The report also sheds light on the main metrics for assessing return on investment (ROI) in cybersecurity automation. Employee satisfaction and retention remain crucial for 43% of leaders, although resource management and metrics such as mean time to repair (MTTR) and mean time to detect (MTTD) have gained prominence.

Ninety-nine percent of professionals engage in cyber threat intelligence sharing, with 54% collaborating with partners and suppliers and 48% with industry peers through official channels. This illustrates the increasing emphasis on collaboration to strengthen cyber defences.

Integration remains a key component, with 67% of organisations opting for a best-of-breed solution architecture to effectively implement cybersecurity strategies. Whether through single-vendor platforms supplemented by additional tools or a mix of different providers, the integration of cybersecurity tools is seen as vital.

The report notes growing adoption of artificial intelligence, with 58% of respondents already using AI in their cybersecurity operations. Of these, half have implemented AI broadly, while the rest apply it to specific use cases. An additional 20% plan to deploy AI in the upcoming year.

Leon Ward, Vice President, Product Management at ThreatQuotient, commented on the evolving cybersecurity landscape saying, "It is tough for cybersecurity professionals who now face fast-changing cyber and cyber-physical threats of unprecedented sophistication, volume, velocity and variety. Defending their business is an enormous task, and cybersecurity professionals must become more resilient."

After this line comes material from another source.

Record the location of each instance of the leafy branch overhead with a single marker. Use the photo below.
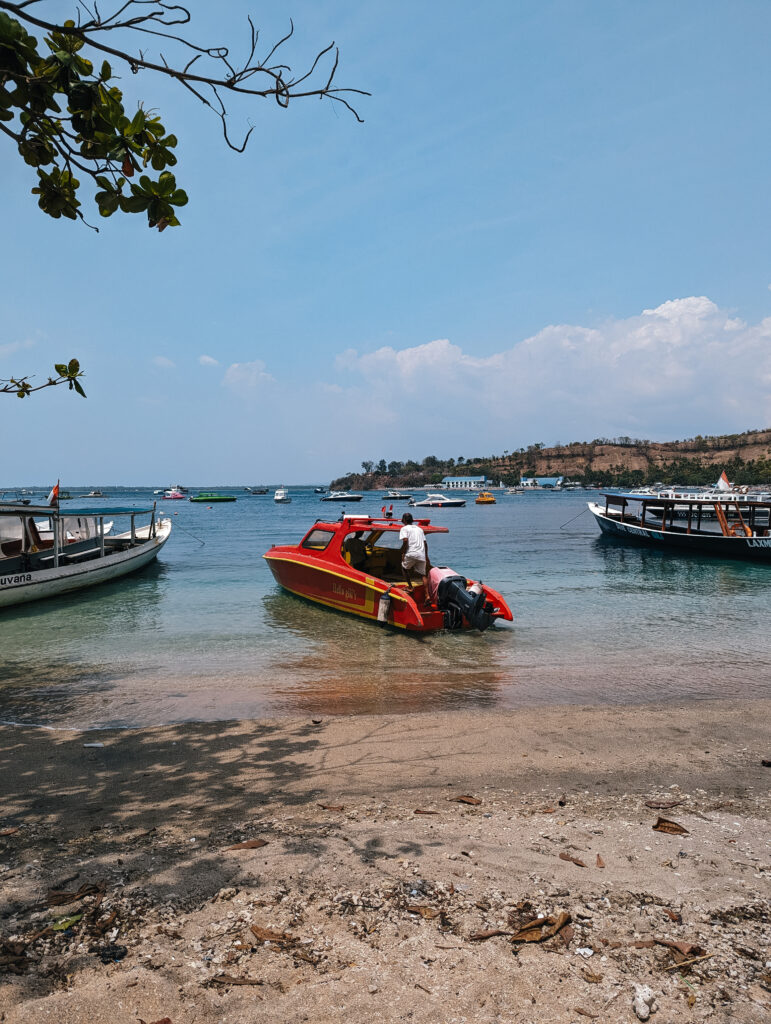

Ward further emphasised the need for automation and collaboration, "What we are seeing in this \\"new normal\\" landscape is the need for more automation, scale and better threat intelligence sharing. A collaborative approach to cybersecurity helps organisations better defend as industries scale their knowledge to respond to attacks."

He concluded, "We believe that scaling security operations and collaboration across teams, ecosystems and industries is the most urgent challenge facing cybersecurity professionals. Successfully uniting human expertise, automation and AI and enabling seamless integration across tools and intelligence feeds will drive cyber resilience and agility at organisational, industry, and international levels."